HUNTSVILLE, Texas — Henry Lee Lucas, the convicted killer who made bogus confessions that prompted law officers nationwide to clear hundreds of unsolved killings, has died in prison.

Lucas was found dead in his bed Monday night at the Ellis I prison unit where he was serving sentences for nine murders, the Texas Department of Criminal Justice said. He was 64.

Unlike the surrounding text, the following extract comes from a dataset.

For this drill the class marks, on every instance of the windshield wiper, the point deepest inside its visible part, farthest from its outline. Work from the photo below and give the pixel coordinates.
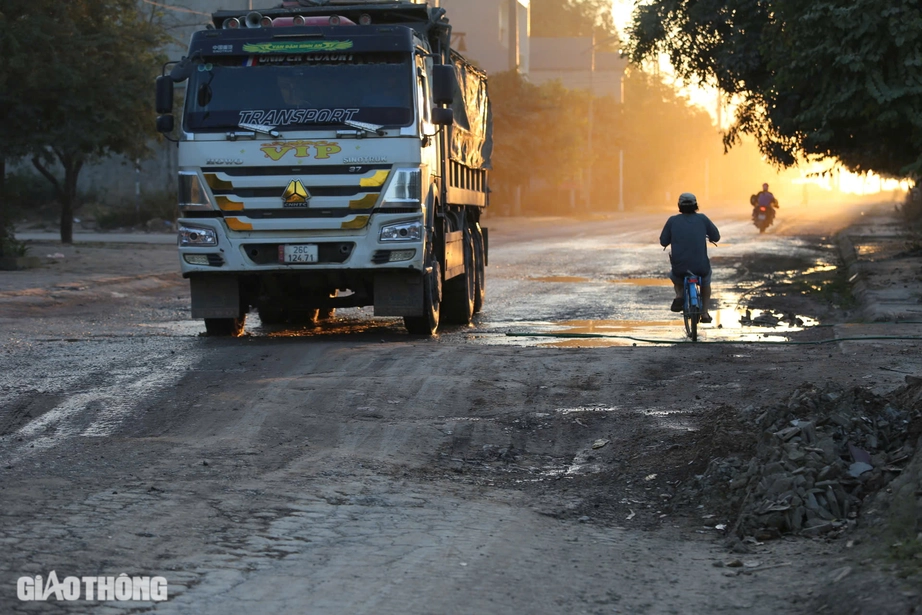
(262, 128)
(372, 128)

The one-eyed ex-drifter was narrowly saved from execution three years ago when then-Gov. George W. Bush commuted a death sentence to life in prison because of flimsy evidence in his capital case. After the commutation, Lucas predicted an "80 percent chance" he would walk free someday.

Larry Fitzgerald, a spokesman for the state prison system, said Lucas' death appeared to be from natural causes. Lucas had a history of heart problems and had been hospitalized in the past two months.

Fitzgerald said Lucas' body was taken to the Huntsville Funeral Home, where it will be determined whether there are relatives who want to claim the remains.

Lucas' confession spree prompted authorities to clear their books of more than 600 unsolved killings — but he later recanted. Many murder cases were never reopened.

Fitzgerald said that Lucas had been in state custody since 1985 and spent most of his time working as a sewing machine operator in a factory that produces trousers for correctional officers' uniforms.

"He spent all of his time running the sewing machine," he said. "He was our best."